Все ее знакомые исчезли, будто их не было. Я пытался куда-то вытащить ее на люди, но толку было немного. Так и оставался у нее единственный знакомец (тот, что передал мне ее номер), но это был особый случай. Он любил поговорить, а она могла сколько угодно слушать. Общение их происходило исключительно по телефону.
Тот же наш общий знакомый в мой следующий приезд сунул мне новый ее телефон.
– Она замуж вышла, просила тебя обязательно звонить.
И вот я иду к ней в гости. Самый шикарный район Манхэттена. Двухэтажная квартира, комнат не менее десятка.
– А это вот моя мастерская, – показывает светлую, просторную комнату, – я занялась живописью, сделаю картин тридцать, Пол устроил мне выставку.(Пол – муж ее, занимался серьезным бизнесом.)
И тут опять непонятка: «Поедем со мной в Гарлем?»
– Зачем?
– Я там на развалах трусы покупаю, на доллар пара…

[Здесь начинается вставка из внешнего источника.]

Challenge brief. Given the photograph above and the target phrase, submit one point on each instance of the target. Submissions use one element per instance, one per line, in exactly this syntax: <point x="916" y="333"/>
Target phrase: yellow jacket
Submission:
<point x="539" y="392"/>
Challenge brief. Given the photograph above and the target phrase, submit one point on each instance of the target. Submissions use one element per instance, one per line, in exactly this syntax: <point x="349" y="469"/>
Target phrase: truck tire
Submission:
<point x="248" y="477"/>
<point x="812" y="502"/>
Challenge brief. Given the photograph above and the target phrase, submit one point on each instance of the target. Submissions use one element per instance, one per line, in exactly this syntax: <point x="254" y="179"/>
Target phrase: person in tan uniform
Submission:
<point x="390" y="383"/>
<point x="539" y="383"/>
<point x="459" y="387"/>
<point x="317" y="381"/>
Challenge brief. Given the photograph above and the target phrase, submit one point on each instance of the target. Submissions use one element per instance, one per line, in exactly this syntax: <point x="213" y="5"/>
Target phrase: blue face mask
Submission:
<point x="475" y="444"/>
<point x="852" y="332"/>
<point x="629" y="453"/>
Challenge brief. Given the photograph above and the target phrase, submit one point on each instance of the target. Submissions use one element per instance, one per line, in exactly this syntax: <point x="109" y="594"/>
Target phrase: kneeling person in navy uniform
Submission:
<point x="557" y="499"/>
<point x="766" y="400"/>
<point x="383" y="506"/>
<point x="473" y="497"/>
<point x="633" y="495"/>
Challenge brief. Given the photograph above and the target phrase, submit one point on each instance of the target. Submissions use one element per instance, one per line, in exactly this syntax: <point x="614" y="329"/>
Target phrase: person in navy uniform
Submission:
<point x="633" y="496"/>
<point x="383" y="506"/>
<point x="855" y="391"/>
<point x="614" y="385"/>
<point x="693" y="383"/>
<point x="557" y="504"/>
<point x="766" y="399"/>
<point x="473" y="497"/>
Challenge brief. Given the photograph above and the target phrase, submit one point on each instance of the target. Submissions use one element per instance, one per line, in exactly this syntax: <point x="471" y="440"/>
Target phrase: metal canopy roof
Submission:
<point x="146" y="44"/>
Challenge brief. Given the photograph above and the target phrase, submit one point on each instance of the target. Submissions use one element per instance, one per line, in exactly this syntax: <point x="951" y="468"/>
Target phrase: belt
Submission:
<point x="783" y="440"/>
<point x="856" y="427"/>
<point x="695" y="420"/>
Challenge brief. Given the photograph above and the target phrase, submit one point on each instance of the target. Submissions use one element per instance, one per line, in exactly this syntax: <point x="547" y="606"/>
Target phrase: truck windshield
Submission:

Еще чуднее с рухнувшим на нее наследством. В Париже звонит мне некая дама и (трудно уже вспомнить и связать все концы, да это и не важно) просит помочь разыскать Регину и вообще, как приятелю, самому объяснить ей все обстоятельства дела.
Умер в Париже родственник Регины, дальний-предальний, которого она навестила раз лет пятнадцать назад (кажется, это была их единственная встреча). И вот Регине остается в наследство дом – особняк в дорогом, респектабельном районе (Булонь), слепленный самим Корбюзье. Архитектурный этот шедевр непременно присутствует во всевозможных справочниках, гидах, учебных пособиях и т. д. Как теперь выражаются в подобных случаях – круто! Я связываюсь с Региной, сообщаю радостную весть и что ей немедленно нужно прибыть в Париж. В ответ слышу такое: «Сейчас никак не могу, лето, билеты на самолет дорогие, приеду зимой, когда подешевеют». Люди, занимающиеся ее делами, пришли в ярость, доказывали, что присутствие ее необходимо и немедленно.
Бестолковщина эта через океан растянулась настолько, что в конце концов обнаружились и другие родственники, быть может и более дальние, но оказавшиеся ближе к делу и несколько «расторопнее».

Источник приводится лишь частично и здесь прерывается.